Centro de Arte Contemporânea de Tashkent lança programa com clássicos do cinema da Ásia Central

Cena de “The Orator” (1998), de Yusup Razykov. Crédito: The Calvert Journal.

Segundo notícia veiculada pelo site “The Calvert Journal”, com texto de autoria da jornalista Agnieszka Pikulicka-Wilczewska, o Centro de Arte Contemporânea de Tashkent lançou um novo programa on-line Tashkent Film Encounters para compartilhar os melhores clássicos contemporâneos do cinema da Ásia Central. O público em geral poderá assistir a quatro obras disponíveis online e gratuitamente até dia 16 de junho, com legendas em inglês, no site do projeto.

O centro é um novo espaço para desenvolver e apoiar a cultura contemporânea na Ásia Central. Conforme Pikulicka-Wilczewska, a iniciativa é um trabalho desenvolvido entre a diretora uzbeque Saodat Ismailova e a Tashkent Film Encounters, no intuito de promover e salvaguardar o patrimônio cinematográfico da região.

A diretora uzbeque Saodat Ismailova. Crédito: https://www.festivalfinder.eu/

De acordo com o site Festival Finder, da Associação Europeia de Festivais, Ismailova é: “uma das representantes mais bem-sucedidas internacionalmente da: nova geração de artistas da Ásia Central, que cresceu na era pós-soviética e estabeleceu uma vida artística cosmopolita, mantendo-se profundamente engajada com sua região natal como fonte de inspiração criativa“. Ainda segundo informações do página de festivais, seu longa-metragem de estréia, “40 Days of Silence” (2014), uma comovente representação de quatro gerações de mulheres tajiques que vivem na completa ausência de homens, foi indicada ao prêmio de melhor filme de estréia no Festival Internacional de Cinema de Berlim de 2014 e, posteriormente, foi exibida em vários prestigiados festivais ao redor do mundo.

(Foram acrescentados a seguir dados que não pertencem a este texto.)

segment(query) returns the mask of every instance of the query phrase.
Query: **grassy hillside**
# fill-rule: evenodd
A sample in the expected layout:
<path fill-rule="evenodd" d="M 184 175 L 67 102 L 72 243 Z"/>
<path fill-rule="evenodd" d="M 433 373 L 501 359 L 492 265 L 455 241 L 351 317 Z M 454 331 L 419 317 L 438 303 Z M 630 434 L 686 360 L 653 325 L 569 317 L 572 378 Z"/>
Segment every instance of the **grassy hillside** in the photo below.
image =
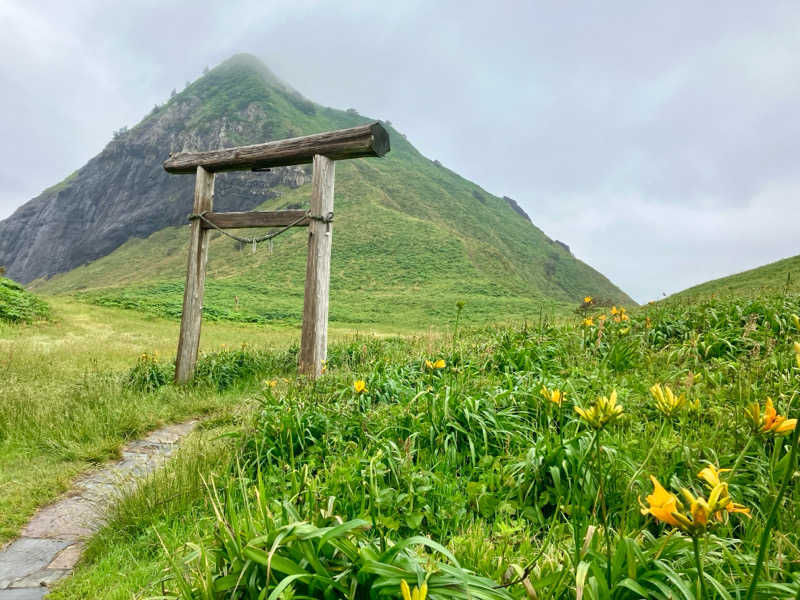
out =
<path fill-rule="evenodd" d="M 188 99 L 200 102 L 200 108 L 186 126 L 202 129 L 206 120 L 225 115 L 226 131 L 237 144 L 368 121 L 313 104 L 248 57 L 212 70 L 160 110 Z M 158 114 L 138 127 L 149 127 Z M 457 301 L 465 302 L 465 310 L 478 321 L 531 318 L 541 310 L 580 303 L 585 295 L 634 304 L 506 200 L 425 158 L 388 128 L 392 150 L 386 157 L 336 166 L 332 322 L 425 327 L 452 316 Z M 240 176 L 219 176 L 216 197 L 224 197 L 227 178 Z M 262 208 L 308 206 L 308 184 L 282 192 Z M 191 198 L 182 201 L 188 214 Z M 93 302 L 175 316 L 187 236 L 186 228 L 178 227 L 145 240 L 133 238 L 105 258 L 34 287 L 51 293 L 81 291 Z M 305 242 L 305 233 L 294 231 L 275 242 L 272 254 L 261 246 L 252 255 L 250 248 L 227 238 L 215 239 L 207 316 L 296 322 L 302 310 Z"/>
<path fill-rule="evenodd" d="M 692 302 L 710 296 L 757 296 L 800 291 L 800 256 L 712 279 L 670 296 L 670 300 Z"/>

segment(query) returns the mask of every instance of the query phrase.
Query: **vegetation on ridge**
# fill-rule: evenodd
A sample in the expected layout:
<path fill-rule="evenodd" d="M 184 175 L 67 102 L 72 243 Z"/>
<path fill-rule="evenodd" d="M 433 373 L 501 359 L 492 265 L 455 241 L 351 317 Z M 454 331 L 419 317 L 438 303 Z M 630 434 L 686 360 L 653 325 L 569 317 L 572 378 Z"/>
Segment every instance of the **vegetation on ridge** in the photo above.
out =
<path fill-rule="evenodd" d="M 800 291 L 800 256 L 712 279 L 670 296 L 669 301 L 694 302 L 709 296 L 763 296 Z"/>

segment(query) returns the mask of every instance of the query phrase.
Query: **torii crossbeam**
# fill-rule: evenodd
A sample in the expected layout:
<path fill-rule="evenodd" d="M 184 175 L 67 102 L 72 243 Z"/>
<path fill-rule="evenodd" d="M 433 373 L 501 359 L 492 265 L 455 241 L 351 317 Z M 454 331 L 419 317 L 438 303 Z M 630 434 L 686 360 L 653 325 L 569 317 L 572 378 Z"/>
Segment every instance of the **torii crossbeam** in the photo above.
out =
<path fill-rule="evenodd" d="M 164 161 L 164 169 L 169 173 L 196 175 L 189 264 L 175 360 L 176 383 L 189 381 L 194 375 L 197 362 L 210 228 L 308 227 L 308 261 L 298 372 L 312 378 L 320 375 L 328 345 L 334 161 L 383 156 L 389 149 L 389 134 L 376 122 L 253 146 L 171 154 Z M 313 164 L 309 211 L 212 212 L 216 173 L 259 171 L 308 163 Z"/>

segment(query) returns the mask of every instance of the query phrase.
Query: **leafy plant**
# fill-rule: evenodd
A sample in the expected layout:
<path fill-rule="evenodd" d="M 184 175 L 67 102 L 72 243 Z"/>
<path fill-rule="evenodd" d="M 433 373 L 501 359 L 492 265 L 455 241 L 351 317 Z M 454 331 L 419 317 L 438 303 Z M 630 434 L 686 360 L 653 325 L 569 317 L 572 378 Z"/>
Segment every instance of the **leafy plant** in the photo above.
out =
<path fill-rule="evenodd" d="M 0 321 L 30 323 L 49 315 L 50 308 L 44 300 L 25 291 L 16 281 L 0 276 Z"/>
<path fill-rule="evenodd" d="M 153 392 L 172 380 L 172 370 L 158 362 L 157 354 L 143 353 L 125 377 L 126 384 L 140 392 Z"/>
<path fill-rule="evenodd" d="M 398 598 L 405 581 L 426 584 L 433 599 L 510 600 L 429 538 L 375 539 L 367 521 L 333 515 L 314 524 L 286 503 L 270 506 L 263 483 L 248 490 L 240 479 L 224 494 L 212 483 L 209 494 L 215 534 L 170 557 L 166 597 Z"/>
<path fill-rule="evenodd" d="M 269 373 L 284 373 L 294 366 L 297 349 L 291 347 L 282 353 L 223 347 L 216 352 L 202 354 L 195 367 L 195 385 L 210 385 L 218 391 Z"/>

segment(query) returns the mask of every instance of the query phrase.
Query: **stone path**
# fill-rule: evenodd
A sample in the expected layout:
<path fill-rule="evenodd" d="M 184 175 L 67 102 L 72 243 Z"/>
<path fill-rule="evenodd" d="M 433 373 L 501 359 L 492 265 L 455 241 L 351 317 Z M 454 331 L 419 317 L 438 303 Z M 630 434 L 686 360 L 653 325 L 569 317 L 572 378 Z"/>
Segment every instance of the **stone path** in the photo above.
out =
<path fill-rule="evenodd" d="M 42 598 L 47 586 L 69 575 L 114 500 L 163 464 L 195 425 L 170 425 L 129 443 L 121 460 L 82 475 L 66 495 L 41 508 L 0 550 L 0 600 Z"/>

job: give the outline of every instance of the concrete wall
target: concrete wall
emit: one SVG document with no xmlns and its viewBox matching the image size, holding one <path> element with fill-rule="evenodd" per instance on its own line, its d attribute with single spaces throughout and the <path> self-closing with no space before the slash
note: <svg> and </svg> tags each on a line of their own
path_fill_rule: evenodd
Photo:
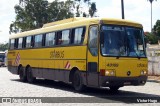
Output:
<svg viewBox="0 0 160 106">
<path fill-rule="evenodd" d="M 160 75 L 160 46 L 148 45 L 147 57 L 148 57 L 148 74 Z"/>
<path fill-rule="evenodd" d="M 148 57 L 148 74 L 160 75 L 160 57 Z"/>
</svg>

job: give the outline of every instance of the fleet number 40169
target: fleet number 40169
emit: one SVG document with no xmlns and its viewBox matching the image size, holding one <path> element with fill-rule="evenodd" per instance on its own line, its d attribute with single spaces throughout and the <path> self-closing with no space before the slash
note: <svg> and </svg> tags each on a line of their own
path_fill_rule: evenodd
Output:
<svg viewBox="0 0 160 106">
<path fill-rule="evenodd" d="M 51 51 L 50 58 L 64 58 L 64 51 Z"/>
</svg>

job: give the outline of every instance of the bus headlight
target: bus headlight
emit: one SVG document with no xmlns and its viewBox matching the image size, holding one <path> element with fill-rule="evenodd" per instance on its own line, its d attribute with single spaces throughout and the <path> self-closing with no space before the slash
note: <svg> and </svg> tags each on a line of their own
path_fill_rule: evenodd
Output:
<svg viewBox="0 0 160 106">
<path fill-rule="evenodd" d="M 106 70 L 105 76 L 115 76 L 115 71 L 114 70 Z"/>
<path fill-rule="evenodd" d="M 109 71 L 108 70 L 106 70 L 106 72 L 105 72 L 105 76 L 108 76 L 109 75 Z"/>
<path fill-rule="evenodd" d="M 147 71 L 145 71 L 145 70 L 141 71 L 141 75 L 146 75 L 146 74 L 147 74 Z"/>
<path fill-rule="evenodd" d="M 111 76 L 115 76 L 115 71 L 112 70 L 112 71 L 110 72 L 110 75 L 111 75 Z"/>
</svg>

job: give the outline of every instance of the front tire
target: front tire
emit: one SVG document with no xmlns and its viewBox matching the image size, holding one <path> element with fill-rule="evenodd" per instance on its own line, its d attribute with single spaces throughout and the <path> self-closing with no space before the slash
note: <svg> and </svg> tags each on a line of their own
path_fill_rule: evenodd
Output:
<svg viewBox="0 0 160 106">
<path fill-rule="evenodd" d="M 72 84 L 73 84 L 74 89 L 79 92 L 83 91 L 85 88 L 85 86 L 83 85 L 82 77 L 78 70 L 73 75 Z"/>
<path fill-rule="evenodd" d="M 33 77 L 33 74 L 32 74 L 32 68 L 31 67 L 28 67 L 27 68 L 27 81 L 29 83 L 34 83 L 36 80 L 36 77 Z"/>
<path fill-rule="evenodd" d="M 19 78 L 20 78 L 20 81 L 22 81 L 22 82 L 27 81 L 27 76 L 26 76 L 26 74 L 24 72 L 24 68 L 22 66 L 19 68 Z"/>
</svg>

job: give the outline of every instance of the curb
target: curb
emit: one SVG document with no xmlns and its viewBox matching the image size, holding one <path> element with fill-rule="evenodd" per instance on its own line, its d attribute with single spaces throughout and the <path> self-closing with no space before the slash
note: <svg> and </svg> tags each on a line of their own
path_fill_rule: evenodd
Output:
<svg viewBox="0 0 160 106">
<path fill-rule="evenodd" d="M 160 83 L 160 80 L 155 80 L 155 79 L 148 79 L 147 82 L 155 82 L 155 83 Z"/>
</svg>

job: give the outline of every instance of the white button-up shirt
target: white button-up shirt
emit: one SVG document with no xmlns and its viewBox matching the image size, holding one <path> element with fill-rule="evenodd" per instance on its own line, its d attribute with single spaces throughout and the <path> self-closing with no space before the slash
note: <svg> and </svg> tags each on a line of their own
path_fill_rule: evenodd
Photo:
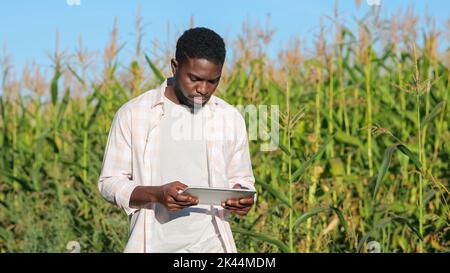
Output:
<svg viewBox="0 0 450 273">
<path fill-rule="evenodd" d="M 160 173 L 160 121 L 164 115 L 167 80 L 157 89 L 125 103 L 116 113 L 109 132 L 98 187 L 109 202 L 130 217 L 125 252 L 149 252 L 155 204 L 131 208 L 130 196 L 137 186 L 162 185 Z M 211 96 L 206 104 L 206 143 L 211 187 L 235 184 L 255 189 L 245 121 L 231 105 Z M 226 252 L 237 252 L 228 221 L 229 211 L 212 206 L 214 220 Z"/>
</svg>

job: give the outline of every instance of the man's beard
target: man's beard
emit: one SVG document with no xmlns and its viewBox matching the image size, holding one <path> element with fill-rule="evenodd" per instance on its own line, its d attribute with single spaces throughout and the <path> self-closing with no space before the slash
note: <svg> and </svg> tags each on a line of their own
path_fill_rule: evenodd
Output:
<svg viewBox="0 0 450 273">
<path fill-rule="evenodd" d="M 185 95 L 186 93 L 183 92 L 183 90 L 181 90 L 181 88 L 178 86 L 176 82 L 173 85 L 173 91 L 181 104 L 186 105 L 189 108 L 194 108 L 194 104 L 188 100 L 188 98 Z"/>
<path fill-rule="evenodd" d="M 178 83 L 177 83 L 176 80 L 174 81 L 174 84 L 173 84 L 173 90 L 174 90 L 175 96 L 177 97 L 178 101 L 179 101 L 181 104 L 186 105 L 187 107 L 189 107 L 192 111 L 193 111 L 194 109 L 200 109 L 200 108 L 202 108 L 202 107 L 208 102 L 208 100 L 205 100 L 205 102 L 203 102 L 202 104 L 194 104 L 193 102 L 191 102 L 191 101 L 188 99 L 188 97 L 187 97 L 187 95 L 186 95 L 186 92 L 184 92 L 184 91 L 179 87 L 179 85 L 178 85 Z"/>
</svg>

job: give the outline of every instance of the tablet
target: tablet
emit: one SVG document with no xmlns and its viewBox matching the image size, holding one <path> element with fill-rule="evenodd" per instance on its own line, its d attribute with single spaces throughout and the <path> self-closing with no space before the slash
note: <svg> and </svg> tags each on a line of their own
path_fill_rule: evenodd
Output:
<svg viewBox="0 0 450 273">
<path fill-rule="evenodd" d="M 256 191 L 248 189 L 188 187 L 181 193 L 197 197 L 199 204 L 221 206 L 224 201 L 253 196 Z"/>
</svg>

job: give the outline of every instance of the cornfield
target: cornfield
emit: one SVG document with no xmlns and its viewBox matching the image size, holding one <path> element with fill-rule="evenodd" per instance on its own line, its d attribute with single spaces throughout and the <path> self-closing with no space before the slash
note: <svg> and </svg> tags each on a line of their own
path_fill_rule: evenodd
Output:
<svg viewBox="0 0 450 273">
<path fill-rule="evenodd" d="M 258 199 L 230 218 L 240 252 L 450 251 L 450 33 L 418 20 L 374 9 L 350 29 L 336 14 L 276 60 L 269 24 L 226 41 L 216 95 L 280 110 L 279 149 L 250 142 Z M 68 53 L 56 38 L 51 77 L 16 77 L 3 54 L 0 252 L 123 250 L 128 219 L 97 189 L 108 132 L 123 103 L 170 76 L 175 48 L 155 41 L 149 56 L 140 17 L 136 29 L 124 62 L 114 25 L 100 69 L 82 40 Z"/>
</svg>

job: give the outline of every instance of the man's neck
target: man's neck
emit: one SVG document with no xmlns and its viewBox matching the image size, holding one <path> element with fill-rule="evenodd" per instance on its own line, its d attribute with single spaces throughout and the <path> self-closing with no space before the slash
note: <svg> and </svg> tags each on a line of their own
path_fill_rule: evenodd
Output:
<svg viewBox="0 0 450 273">
<path fill-rule="evenodd" d="M 172 101 L 175 104 L 180 104 L 178 101 L 177 96 L 175 96 L 175 90 L 173 89 L 172 85 L 167 85 L 166 90 L 164 91 L 164 95 L 166 98 L 168 98 L 170 101 Z"/>
</svg>

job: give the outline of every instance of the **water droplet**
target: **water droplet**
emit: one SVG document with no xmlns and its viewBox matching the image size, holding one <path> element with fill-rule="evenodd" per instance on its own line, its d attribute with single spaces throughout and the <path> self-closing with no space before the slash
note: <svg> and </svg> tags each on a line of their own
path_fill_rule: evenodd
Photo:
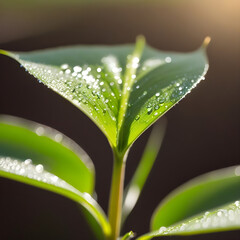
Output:
<svg viewBox="0 0 240 240">
<path fill-rule="evenodd" d="M 110 82 L 110 86 L 113 86 L 114 85 L 114 82 Z"/>
<path fill-rule="evenodd" d="M 57 133 L 57 134 L 55 135 L 55 137 L 54 137 L 54 140 L 55 140 L 56 142 L 61 142 L 62 139 L 63 139 L 63 136 L 62 136 L 61 133 Z"/>
<path fill-rule="evenodd" d="M 25 165 L 32 164 L 32 160 L 31 160 L 31 159 L 26 159 L 26 160 L 24 161 L 24 164 L 25 164 Z"/>
<path fill-rule="evenodd" d="M 170 58 L 170 57 L 166 57 L 166 58 L 165 58 L 165 62 L 166 62 L 166 63 L 170 63 L 170 62 L 172 62 L 172 58 Z"/>
<path fill-rule="evenodd" d="M 76 77 L 76 76 L 77 76 L 77 73 L 76 73 L 76 72 L 73 72 L 73 73 L 72 73 L 72 76 L 73 76 L 73 77 Z"/>
<path fill-rule="evenodd" d="M 82 68 L 80 66 L 75 66 L 75 67 L 73 67 L 73 71 L 76 73 L 79 73 L 82 71 Z"/>
<path fill-rule="evenodd" d="M 87 70 L 82 71 L 82 76 L 87 76 L 87 75 L 88 75 L 88 71 Z"/>
<path fill-rule="evenodd" d="M 240 166 L 235 168 L 235 175 L 240 176 Z"/>
<path fill-rule="evenodd" d="M 137 116 L 135 117 L 135 120 L 137 121 L 137 120 L 139 120 L 139 118 L 140 118 L 140 116 L 137 115 Z"/>
<path fill-rule="evenodd" d="M 66 70 L 68 68 L 69 68 L 69 66 L 66 63 L 61 65 L 61 69 L 63 69 L 63 70 Z"/>
<path fill-rule="evenodd" d="M 38 136 L 42 136 L 44 134 L 44 128 L 38 127 L 35 132 Z"/>
<path fill-rule="evenodd" d="M 204 216 L 208 216 L 210 214 L 210 212 L 205 212 Z"/>
<path fill-rule="evenodd" d="M 36 169 L 36 171 L 37 171 L 38 173 L 42 173 L 43 170 L 44 170 L 42 164 L 38 164 L 38 165 L 36 165 L 35 169 Z"/>
<path fill-rule="evenodd" d="M 164 99 L 164 98 L 159 98 L 159 99 L 158 99 L 158 103 L 159 103 L 159 104 L 162 104 L 162 103 L 164 103 L 164 102 L 165 102 L 165 99 Z"/>
<path fill-rule="evenodd" d="M 100 82 L 100 86 L 102 86 L 104 84 L 104 82 Z"/>
<path fill-rule="evenodd" d="M 145 95 L 147 95 L 147 91 L 144 91 L 144 92 L 143 92 L 143 96 L 145 96 Z"/>
<path fill-rule="evenodd" d="M 148 108 L 147 108 L 147 113 L 148 113 L 148 114 L 151 114 L 152 111 L 153 111 L 152 107 L 148 107 Z"/>
<path fill-rule="evenodd" d="M 102 89 L 102 92 L 106 92 L 106 88 L 103 88 L 103 89 Z"/>
<path fill-rule="evenodd" d="M 139 89 L 139 85 L 136 86 L 136 89 Z"/>
<path fill-rule="evenodd" d="M 159 228 L 159 233 L 163 233 L 166 230 L 167 230 L 167 228 L 162 226 L 162 227 Z"/>
<path fill-rule="evenodd" d="M 159 96 L 160 96 L 160 93 L 156 93 L 155 96 L 156 96 L 156 97 L 159 97 Z"/>
<path fill-rule="evenodd" d="M 97 68 L 97 72 L 101 72 L 102 71 L 102 69 L 101 68 Z"/>
<path fill-rule="evenodd" d="M 235 206 L 240 207 L 240 201 L 236 201 L 234 204 Z"/>
<path fill-rule="evenodd" d="M 122 80 L 121 79 L 118 80 L 118 84 L 122 84 Z"/>
</svg>

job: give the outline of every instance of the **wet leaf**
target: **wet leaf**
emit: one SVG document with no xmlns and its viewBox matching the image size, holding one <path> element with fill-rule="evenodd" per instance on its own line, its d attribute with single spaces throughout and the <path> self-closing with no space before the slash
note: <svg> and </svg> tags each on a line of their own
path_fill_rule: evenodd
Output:
<svg viewBox="0 0 240 240">
<path fill-rule="evenodd" d="M 22 161 L 10 157 L 0 157 L 0 176 L 72 199 L 81 204 L 96 219 L 106 236 L 109 235 L 110 226 L 105 214 L 91 195 L 80 192 L 63 179 L 46 171 L 42 165 L 32 164 L 30 159 Z"/>
<path fill-rule="evenodd" d="M 180 101 L 208 69 L 205 46 L 190 53 L 136 46 L 73 46 L 13 53 L 30 74 L 81 109 L 124 153 Z"/>
<path fill-rule="evenodd" d="M 137 240 L 148 240 L 167 235 L 194 235 L 240 229 L 240 202 L 235 201 L 210 212 L 205 212 L 171 227 L 145 234 Z"/>
<path fill-rule="evenodd" d="M 94 168 L 73 141 L 31 121 L 0 117 L 0 177 L 61 194 L 81 204 L 110 233 L 106 216 L 91 194 Z"/>
<path fill-rule="evenodd" d="M 204 174 L 169 194 L 155 210 L 151 229 L 168 227 L 240 199 L 240 166 Z"/>
<path fill-rule="evenodd" d="M 17 117 L 0 116 L 0 155 L 32 159 L 80 192 L 93 193 L 94 166 L 89 156 L 55 129 Z"/>
</svg>

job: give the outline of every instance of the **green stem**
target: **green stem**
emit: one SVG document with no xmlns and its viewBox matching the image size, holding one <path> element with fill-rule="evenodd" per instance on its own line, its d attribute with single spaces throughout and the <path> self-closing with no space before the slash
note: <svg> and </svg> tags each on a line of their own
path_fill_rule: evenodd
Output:
<svg viewBox="0 0 240 240">
<path fill-rule="evenodd" d="M 125 175 L 125 159 L 127 154 L 114 154 L 112 185 L 109 199 L 108 217 L 111 225 L 111 235 L 108 240 L 117 240 L 120 235 L 122 217 L 122 199 Z"/>
</svg>

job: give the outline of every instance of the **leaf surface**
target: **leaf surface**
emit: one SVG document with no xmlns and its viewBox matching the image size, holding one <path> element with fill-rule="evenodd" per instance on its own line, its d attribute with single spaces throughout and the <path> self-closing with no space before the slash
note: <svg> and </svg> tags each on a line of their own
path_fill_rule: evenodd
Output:
<svg viewBox="0 0 240 240">
<path fill-rule="evenodd" d="M 32 121 L 0 116 L 0 176 L 76 201 L 105 235 L 110 233 L 104 212 L 91 196 L 91 159 L 62 133 Z"/>
<path fill-rule="evenodd" d="M 240 229 L 240 202 L 235 201 L 210 212 L 193 217 L 171 227 L 145 234 L 137 240 L 148 240 L 167 235 L 194 235 Z"/>
<path fill-rule="evenodd" d="M 44 125 L 21 118 L 0 116 L 0 155 L 32 159 L 80 192 L 93 193 L 94 166 L 71 139 Z"/>
<path fill-rule="evenodd" d="M 25 161 L 0 157 L 0 176 L 35 187 L 58 193 L 81 204 L 101 225 L 106 236 L 110 233 L 110 226 L 97 202 L 86 192 L 80 192 L 58 176 L 46 171 L 43 165 L 35 165 L 32 160 Z"/>
<path fill-rule="evenodd" d="M 81 109 L 119 153 L 181 100 L 208 69 L 204 47 L 190 53 L 136 46 L 73 46 L 13 53 L 30 74 Z"/>
<path fill-rule="evenodd" d="M 240 166 L 216 170 L 183 184 L 155 210 L 151 229 L 171 226 L 240 199 Z"/>
</svg>

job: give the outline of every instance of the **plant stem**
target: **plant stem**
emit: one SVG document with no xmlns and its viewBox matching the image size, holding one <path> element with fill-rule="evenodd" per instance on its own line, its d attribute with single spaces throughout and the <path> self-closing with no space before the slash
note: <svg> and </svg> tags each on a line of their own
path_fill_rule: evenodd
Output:
<svg viewBox="0 0 240 240">
<path fill-rule="evenodd" d="M 113 151 L 113 154 L 114 164 L 108 209 L 108 217 L 112 231 L 109 240 L 117 240 L 120 235 L 125 159 L 127 157 L 127 153 L 119 155 Z"/>
</svg>

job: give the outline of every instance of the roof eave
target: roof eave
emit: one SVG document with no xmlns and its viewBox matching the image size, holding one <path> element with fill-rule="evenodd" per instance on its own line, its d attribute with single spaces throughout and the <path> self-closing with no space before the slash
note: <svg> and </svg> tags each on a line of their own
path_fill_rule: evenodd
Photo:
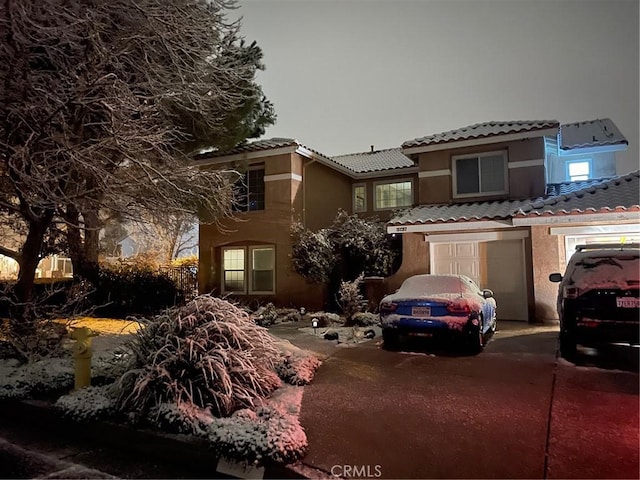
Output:
<svg viewBox="0 0 640 480">
<path fill-rule="evenodd" d="M 589 222 L 613 222 L 613 221 L 640 221 L 640 207 L 633 210 L 596 212 L 596 213 L 555 213 L 555 214 L 528 214 L 513 218 L 514 226 L 529 225 L 557 225 L 563 223 L 589 223 Z"/>
<path fill-rule="evenodd" d="M 628 148 L 628 143 L 615 143 L 612 145 L 598 145 L 593 147 L 559 148 L 561 157 L 569 155 L 590 155 L 595 153 L 623 152 Z"/>
<path fill-rule="evenodd" d="M 264 157 L 272 157 L 274 155 L 283 155 L 287 153 L 293 153 L 297 149 L 296 145 L 287 145 L 285 147 L 277 147 L 277 148 L 266 148 L 263 150 L 254 150 L 249 152 L 240 152 L 233 153 L 230 155 L 220 155 L 211 158 L 203 158 L 199 160 L 194 160 L 193 164 L 196 166 L 207 166 L 207 165 L 219 165 L 228 162 L 237 162 L 241 160 L 253 160 L 256 158 L 264 158 Z"/>
<path fill-rule="evenodd" d="M 511 219 L 504 220 L 480 220 L 480 221 L 456 221 L 456 222 L 436 222 L 436 223 L 408 223 L 408 224 L 387 224 L 387 233 L 428 233 L 428 232 L 451 232 L 461 230 L 484 230 L 496 228 L 513 227 Z"/>
</svg>

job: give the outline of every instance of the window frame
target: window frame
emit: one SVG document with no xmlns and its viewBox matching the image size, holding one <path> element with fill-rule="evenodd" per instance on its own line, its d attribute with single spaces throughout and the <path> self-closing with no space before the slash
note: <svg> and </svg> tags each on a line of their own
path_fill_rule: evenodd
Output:
<svg viewBox="0 0 640 480">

É importante entender os filmes de nossa região como um todo coerente, porque durante a era soviética, as diferentes indústrias cinematográficas da Ásia Central constantemente se influenciavam. Após o colapso da União Soviética, os fios que nos mantiveram unidos romperam-se e todos começaram a pensar em sua própria herança cinematográfica do zero”, diz Ismailova, em entrevista à jornalista.

De acordo ainda com Pikulicka-Wilczewska: “os quatro filmes selecionados foram lançados nos anos 90 e tratam de questões de identidade pessoal e nacional. Tratam-se de testemunhas de tempos turbulentos, pertencem a uma geração de cinema que assumiu a tarefa de definir um estilo nacional distinto em seus próprios idiomas, celebrando a diversidade da região e a singularidade da voz cultural e estilística de cada país“. Confira a publicação na integra em inglês “Discover the contemporary classics of Central Asian cinema free and online”.

The Orator” (1998), de Yusup Razikov, Uzbequistão, Duração: 83 min

Cena de “The Orator” (1998), de Yusup Razykov. Crédito: https://ccat.uz/

A história do estabelecimento do poder soviético no Uzbequistão, visto através do relacionamento das três esposas de Iskander. A senhora-comissária tornou-se sua quarta e secreta esposa. A história é contada sob a perspectiva do filho de Iskander.

“Kosh ba Kosh”(1993), de Bahtiyar Khudainazarov, Tajiquistão, duração: 90 min

Cena de “Kosh ba kosh” (1993), de Bahtiyar Khudainazarov. Crédito: https://ccat.uz/

Kosh ba kosh, no jogo de dados antigo, significa “vamos repetir”. Ibrahim perdeu toda sua propriedade no jogo de cartas. Os bandidos que vieram receber a dívida decidiram que a filha de Ibrahim enquadra-se na categoria de propriedade.

Cena de “Kardiogramma” (1995), de Darejan Omirbaev. Crédito: https://ccat.uz/

Jasulan, filho de um pastor, tem um problema de coração. Sua mãe o leva a um sanatório localizado nas montanhas perto da capital do Cazaquistão e o deixa lá por um mês. Esse drama de um garoto da província é agravado pelo fato de ele não falar russo.

“Selkinchek” (1993), de Aktan Arim Kubat, Quirquistão, duração: 48 min

Cena de “Selkinchek” (1993), de Aktan Arim Kubat. Crédito: https://ccat.uz/

Um garoto de onze anos, Mirlan, está apaixonado por uma garota, Ainur, que tem quinze ou dezesseis anos. Eles passam muito tempo juntos, balançando em um balanço. A vida flui pacificamente, mas um dia um marinheiro chega à sua aldeia e começa a passar um tempo com Ainur. O coração de Mirlan parte em dois, com saudades, até que finalmente ele começa a desenhar sua tristeza na parede externa de sua casa.